À l'échelle de... un bateau/maison, un gratte-ciel, une ruine

Mengxiao (Mechelle) Tian, Haohao Zhu et Ecem Sarıçayır

Voici le troisième volet de « À l’échelle de… », une série de contre-propositions aux concepts d’échelle conventionnels rédigée par les participants à notre Outils d’aujourd’hui 2020 et présentés par Émélie Desrochers-Turgeon et Eliyahu Keller dans cet article. Dans les textes qui suivent, Mengxiao (Mechelle) Tian explore les modes de vie variés abrités par différents types d’hangar à bateau, Haohao Zhu décrit l’assemblage de grandes formes urbaines et d’événements plus petits et interconnectés, et Ecem Sarıçayır analyse des travaux archéologiques hors-la-loi réalisés avant la Première Guerre mondiale dans le Sud-Caucase. Chaque auteur analyse la façon dont les bâtiments et leurs caractéristiques donnent naissance à d’énormes convergences et contradictions culturelles.

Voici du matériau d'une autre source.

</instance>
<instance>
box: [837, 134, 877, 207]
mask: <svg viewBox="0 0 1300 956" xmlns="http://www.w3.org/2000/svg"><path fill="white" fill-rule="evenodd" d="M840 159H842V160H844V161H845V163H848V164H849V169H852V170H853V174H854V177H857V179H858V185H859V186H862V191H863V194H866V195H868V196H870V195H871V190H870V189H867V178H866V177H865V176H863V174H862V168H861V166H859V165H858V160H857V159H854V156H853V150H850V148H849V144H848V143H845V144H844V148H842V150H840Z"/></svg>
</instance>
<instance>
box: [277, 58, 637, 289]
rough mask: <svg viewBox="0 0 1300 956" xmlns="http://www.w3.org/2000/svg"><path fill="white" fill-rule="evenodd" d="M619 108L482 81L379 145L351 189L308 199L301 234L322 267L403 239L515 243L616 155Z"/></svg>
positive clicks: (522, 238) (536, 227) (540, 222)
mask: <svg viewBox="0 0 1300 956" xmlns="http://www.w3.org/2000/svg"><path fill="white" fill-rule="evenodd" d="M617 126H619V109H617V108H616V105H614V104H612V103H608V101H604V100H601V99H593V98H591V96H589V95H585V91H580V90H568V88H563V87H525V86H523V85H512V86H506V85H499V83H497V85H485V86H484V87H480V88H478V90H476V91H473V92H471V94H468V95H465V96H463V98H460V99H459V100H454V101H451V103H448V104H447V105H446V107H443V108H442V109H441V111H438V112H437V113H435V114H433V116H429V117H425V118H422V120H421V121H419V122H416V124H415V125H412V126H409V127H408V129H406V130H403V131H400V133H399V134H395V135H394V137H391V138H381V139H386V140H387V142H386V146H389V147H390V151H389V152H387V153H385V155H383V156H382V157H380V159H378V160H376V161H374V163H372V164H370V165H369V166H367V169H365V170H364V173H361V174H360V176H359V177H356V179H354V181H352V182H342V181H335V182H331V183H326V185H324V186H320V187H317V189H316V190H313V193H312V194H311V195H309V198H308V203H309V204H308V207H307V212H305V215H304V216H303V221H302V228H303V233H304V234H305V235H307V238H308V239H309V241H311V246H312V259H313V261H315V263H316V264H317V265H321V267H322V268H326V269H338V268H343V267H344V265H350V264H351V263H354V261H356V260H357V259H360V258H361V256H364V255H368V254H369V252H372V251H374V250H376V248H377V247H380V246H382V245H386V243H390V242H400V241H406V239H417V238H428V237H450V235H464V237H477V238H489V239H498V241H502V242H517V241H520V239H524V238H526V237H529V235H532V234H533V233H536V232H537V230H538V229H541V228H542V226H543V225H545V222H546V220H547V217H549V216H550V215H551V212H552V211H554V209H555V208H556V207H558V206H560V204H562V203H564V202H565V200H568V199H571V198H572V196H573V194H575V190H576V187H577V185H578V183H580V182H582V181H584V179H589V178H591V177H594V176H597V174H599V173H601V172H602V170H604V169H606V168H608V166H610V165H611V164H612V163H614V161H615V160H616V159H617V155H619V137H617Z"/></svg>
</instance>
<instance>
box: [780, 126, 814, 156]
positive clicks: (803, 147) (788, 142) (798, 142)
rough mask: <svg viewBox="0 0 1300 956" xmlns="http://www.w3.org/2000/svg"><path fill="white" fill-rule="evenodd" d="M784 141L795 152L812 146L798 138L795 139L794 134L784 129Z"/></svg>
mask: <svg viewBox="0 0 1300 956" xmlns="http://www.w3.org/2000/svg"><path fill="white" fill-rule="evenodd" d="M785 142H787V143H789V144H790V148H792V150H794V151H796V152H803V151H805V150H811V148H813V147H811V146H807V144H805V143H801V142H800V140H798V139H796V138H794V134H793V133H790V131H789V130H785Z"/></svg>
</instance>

À l’échelle d’un bateau/maison

Mengxiao Tian (Mechelle)

John Thomson, Vue de personnes sur un quai avec des maisons sur pilotis, des sampans et une rivière, Cholon (aujourd’hui Cho Lon), Cochinchine (aujourd’hui au Vietnam), vers 1867. Tirage argentique, 9,4 x 10,8 cm. PH1982:0643:038, CCA

Pour les personnes vivant dans des situations précaires, sans propriété foncière ni accès à l’espace, vivre sur l’eau, en se servant de bateaux comme habitation, est une alternative durable. Ce premier type de bateau/maison (aussi appelé maison flottante) est en fait plus fonctionnel qu’une habitation statique, car il répond aussi aux besoins de la migration, de la pêche et d’autres moyens de culture et de production. Si la taille de cette habitation est inférieure à celle d’une maison flottante traditionnelle, son organisation spatiale est similaire à celle d’un bateau, et elle peut être amarrée plus près des ports, des marchés et des rivières pour accéder aux eaux de pêche.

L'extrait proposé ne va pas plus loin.